Sebagai permintaan maaf rei karena kemaren gak sempet update. So, hari ini rei bakalan double up. Untuk yg ini pengganti hari sabtu. Buat yg pengganti hari minggu msih on going. Enjoy the reading.
Hari ini adalah hari yang cerah. Seorang namja sudah siap dengan seragam sekolahnya. Jas almamater yang sudah dipakainya. Membuat tubuhnya terlihat tenggelam. Namja kelinci itu hanya bisa menghela nafas panjang melihat pantulan dirinya di cermin kamarnya.
"Seragamku sepertinya tertukar. Ini terlalu besar untukku." Jungkook mengamati seragam yang di pakainya. Itu terlihat besar. Apalagi jas almamaternya.
Cklek..
Jungkook tak menoleh ketika pintu kamarnya terbuka. Orang yang membuka pintu kamar Jungkook, berjalan sembari mengulas senyum sendunya.

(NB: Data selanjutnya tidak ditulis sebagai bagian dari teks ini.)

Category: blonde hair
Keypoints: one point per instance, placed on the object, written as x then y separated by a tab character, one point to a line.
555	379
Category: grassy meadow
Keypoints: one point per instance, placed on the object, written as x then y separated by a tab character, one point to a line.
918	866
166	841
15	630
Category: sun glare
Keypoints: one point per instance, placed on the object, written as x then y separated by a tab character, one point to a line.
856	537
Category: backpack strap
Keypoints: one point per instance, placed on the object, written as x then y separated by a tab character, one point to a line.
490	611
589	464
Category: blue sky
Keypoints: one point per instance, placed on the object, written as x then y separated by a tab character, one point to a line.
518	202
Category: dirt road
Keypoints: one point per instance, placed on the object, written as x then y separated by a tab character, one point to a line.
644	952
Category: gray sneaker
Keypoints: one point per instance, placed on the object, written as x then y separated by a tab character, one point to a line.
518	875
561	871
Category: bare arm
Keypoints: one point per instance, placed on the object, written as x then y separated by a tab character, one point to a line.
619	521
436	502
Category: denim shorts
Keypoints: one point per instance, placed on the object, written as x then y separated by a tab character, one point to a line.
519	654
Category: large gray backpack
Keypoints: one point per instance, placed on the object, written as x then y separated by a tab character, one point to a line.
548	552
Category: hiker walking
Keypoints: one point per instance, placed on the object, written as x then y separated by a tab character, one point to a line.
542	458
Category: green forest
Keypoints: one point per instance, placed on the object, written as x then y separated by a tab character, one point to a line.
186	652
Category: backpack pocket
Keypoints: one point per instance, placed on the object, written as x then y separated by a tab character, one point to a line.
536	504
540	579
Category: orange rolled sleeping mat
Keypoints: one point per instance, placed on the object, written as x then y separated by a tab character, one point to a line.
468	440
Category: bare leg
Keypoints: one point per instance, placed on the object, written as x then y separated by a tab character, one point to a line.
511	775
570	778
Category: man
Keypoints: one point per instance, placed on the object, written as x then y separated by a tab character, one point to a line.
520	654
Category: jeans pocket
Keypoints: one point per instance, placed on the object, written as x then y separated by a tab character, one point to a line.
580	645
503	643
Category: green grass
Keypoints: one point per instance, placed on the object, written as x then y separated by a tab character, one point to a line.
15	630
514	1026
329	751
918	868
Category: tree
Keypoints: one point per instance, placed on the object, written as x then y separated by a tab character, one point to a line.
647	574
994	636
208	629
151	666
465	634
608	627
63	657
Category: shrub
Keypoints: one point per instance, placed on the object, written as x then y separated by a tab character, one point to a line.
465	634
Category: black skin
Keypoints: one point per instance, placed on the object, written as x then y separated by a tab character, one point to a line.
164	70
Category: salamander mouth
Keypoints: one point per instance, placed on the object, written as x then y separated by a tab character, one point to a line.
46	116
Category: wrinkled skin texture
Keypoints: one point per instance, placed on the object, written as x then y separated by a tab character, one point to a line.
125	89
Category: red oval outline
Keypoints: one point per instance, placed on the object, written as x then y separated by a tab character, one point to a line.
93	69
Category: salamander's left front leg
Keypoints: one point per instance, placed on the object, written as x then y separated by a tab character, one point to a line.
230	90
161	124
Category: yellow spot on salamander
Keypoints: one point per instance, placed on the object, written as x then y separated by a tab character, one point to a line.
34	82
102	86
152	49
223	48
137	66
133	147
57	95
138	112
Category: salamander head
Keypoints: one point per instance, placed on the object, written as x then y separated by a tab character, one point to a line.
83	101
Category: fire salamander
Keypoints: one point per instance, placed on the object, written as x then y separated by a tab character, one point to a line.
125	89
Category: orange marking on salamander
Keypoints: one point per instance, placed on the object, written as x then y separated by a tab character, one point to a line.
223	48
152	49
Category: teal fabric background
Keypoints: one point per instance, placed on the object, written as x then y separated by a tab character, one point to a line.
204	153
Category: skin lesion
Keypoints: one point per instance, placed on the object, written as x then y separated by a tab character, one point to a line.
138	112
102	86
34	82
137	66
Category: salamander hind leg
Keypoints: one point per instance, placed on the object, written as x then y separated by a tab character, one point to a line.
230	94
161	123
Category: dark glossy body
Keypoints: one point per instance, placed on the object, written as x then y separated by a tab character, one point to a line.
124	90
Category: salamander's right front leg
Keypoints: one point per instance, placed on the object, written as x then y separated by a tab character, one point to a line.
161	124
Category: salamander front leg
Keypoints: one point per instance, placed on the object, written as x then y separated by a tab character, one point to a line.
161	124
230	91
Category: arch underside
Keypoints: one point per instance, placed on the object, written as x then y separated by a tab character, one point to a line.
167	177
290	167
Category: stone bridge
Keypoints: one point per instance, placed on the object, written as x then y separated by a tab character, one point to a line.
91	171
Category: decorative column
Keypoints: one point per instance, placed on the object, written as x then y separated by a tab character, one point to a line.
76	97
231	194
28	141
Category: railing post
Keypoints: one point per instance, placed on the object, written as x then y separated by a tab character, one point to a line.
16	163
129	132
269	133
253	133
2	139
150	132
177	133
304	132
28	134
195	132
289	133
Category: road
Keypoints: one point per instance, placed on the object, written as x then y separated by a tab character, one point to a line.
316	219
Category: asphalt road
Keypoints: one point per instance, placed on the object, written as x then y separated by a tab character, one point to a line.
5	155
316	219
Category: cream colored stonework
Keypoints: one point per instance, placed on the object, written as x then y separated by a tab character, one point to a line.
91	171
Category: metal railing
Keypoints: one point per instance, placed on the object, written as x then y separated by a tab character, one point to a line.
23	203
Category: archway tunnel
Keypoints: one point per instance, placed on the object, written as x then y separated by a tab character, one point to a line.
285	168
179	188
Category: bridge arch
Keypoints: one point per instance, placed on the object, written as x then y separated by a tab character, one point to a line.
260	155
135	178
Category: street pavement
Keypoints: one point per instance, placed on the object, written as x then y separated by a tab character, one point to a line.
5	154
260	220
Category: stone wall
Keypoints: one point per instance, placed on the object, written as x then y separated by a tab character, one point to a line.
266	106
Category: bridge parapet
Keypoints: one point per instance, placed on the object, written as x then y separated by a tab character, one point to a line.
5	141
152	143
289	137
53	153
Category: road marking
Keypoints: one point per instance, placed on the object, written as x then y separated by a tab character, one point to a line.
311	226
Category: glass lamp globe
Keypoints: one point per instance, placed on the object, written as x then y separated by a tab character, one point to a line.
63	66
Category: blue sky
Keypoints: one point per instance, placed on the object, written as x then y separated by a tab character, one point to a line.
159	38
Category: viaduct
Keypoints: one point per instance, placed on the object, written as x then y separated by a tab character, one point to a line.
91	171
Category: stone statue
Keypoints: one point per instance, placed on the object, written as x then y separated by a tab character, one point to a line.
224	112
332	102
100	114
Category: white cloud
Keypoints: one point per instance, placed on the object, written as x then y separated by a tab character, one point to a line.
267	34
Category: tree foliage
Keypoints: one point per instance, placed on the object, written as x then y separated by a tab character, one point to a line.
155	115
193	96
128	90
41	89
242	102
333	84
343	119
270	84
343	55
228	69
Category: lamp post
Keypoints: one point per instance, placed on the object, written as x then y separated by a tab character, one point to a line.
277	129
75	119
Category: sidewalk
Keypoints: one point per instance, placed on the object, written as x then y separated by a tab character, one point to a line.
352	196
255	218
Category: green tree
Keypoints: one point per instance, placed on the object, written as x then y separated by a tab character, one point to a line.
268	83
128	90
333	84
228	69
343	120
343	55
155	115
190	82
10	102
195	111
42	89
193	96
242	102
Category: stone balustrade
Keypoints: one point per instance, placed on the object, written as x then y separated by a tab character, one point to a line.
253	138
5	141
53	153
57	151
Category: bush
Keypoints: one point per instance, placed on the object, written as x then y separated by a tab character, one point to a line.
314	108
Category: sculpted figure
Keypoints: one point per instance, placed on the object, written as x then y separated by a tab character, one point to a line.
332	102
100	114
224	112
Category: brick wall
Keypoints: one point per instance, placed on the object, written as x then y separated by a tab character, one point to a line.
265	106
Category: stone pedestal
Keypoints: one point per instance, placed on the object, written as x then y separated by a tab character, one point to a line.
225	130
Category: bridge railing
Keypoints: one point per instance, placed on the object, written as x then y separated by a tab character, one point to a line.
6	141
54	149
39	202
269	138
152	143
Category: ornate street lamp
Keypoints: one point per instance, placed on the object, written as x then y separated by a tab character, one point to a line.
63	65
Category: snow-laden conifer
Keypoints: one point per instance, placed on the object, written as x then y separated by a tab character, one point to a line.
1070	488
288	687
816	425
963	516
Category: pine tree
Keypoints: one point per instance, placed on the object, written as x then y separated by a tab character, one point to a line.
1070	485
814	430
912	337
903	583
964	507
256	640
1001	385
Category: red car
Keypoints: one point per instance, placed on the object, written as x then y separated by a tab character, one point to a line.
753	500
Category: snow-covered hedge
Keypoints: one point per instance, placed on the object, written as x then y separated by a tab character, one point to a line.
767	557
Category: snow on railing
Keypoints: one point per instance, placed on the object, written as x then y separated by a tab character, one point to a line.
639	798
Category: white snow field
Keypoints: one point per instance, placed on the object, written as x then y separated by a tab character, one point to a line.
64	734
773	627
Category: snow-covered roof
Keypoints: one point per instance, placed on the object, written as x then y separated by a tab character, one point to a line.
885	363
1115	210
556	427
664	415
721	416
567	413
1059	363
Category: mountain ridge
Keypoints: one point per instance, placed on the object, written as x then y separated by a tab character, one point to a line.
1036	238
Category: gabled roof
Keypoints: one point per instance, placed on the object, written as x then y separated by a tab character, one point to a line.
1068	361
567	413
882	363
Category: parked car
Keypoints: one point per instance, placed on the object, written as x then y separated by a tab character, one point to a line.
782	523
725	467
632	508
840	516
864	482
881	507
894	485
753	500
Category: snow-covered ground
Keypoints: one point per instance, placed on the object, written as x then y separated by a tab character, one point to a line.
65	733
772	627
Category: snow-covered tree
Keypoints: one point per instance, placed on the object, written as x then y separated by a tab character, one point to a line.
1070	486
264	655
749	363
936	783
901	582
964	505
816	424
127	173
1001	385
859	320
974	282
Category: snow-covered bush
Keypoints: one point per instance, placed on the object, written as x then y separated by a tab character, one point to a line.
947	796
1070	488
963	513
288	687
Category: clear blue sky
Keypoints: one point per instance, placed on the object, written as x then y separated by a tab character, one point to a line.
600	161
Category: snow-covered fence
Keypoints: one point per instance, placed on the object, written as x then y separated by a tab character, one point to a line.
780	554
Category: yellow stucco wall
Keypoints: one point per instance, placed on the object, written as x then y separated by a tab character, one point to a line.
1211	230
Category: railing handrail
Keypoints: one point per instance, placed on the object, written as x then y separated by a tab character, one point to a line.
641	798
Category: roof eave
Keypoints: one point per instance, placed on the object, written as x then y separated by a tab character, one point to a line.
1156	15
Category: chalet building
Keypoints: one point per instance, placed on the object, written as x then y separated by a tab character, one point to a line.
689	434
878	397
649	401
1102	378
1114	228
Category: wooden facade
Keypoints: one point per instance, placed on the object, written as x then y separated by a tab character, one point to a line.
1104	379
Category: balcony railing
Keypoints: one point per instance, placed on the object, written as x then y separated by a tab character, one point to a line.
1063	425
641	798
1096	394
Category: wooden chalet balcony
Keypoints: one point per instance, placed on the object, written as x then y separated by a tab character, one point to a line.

"Kau sudah siap berangkat sekolah, Kookie-ya?"
"Oh, hyung? Kapan hyung masuk?" Jungkook terkejut dengan keberadaan Sungjin di kamarnya.
"Ketika kau sibuk berkaca." Sungjin terkekeh.
"Ah, hyung. Seragam ini sepertinya mengembang. Lihatlah." ucap Jungkook sambil melihat pantulan bayangannya di cermin.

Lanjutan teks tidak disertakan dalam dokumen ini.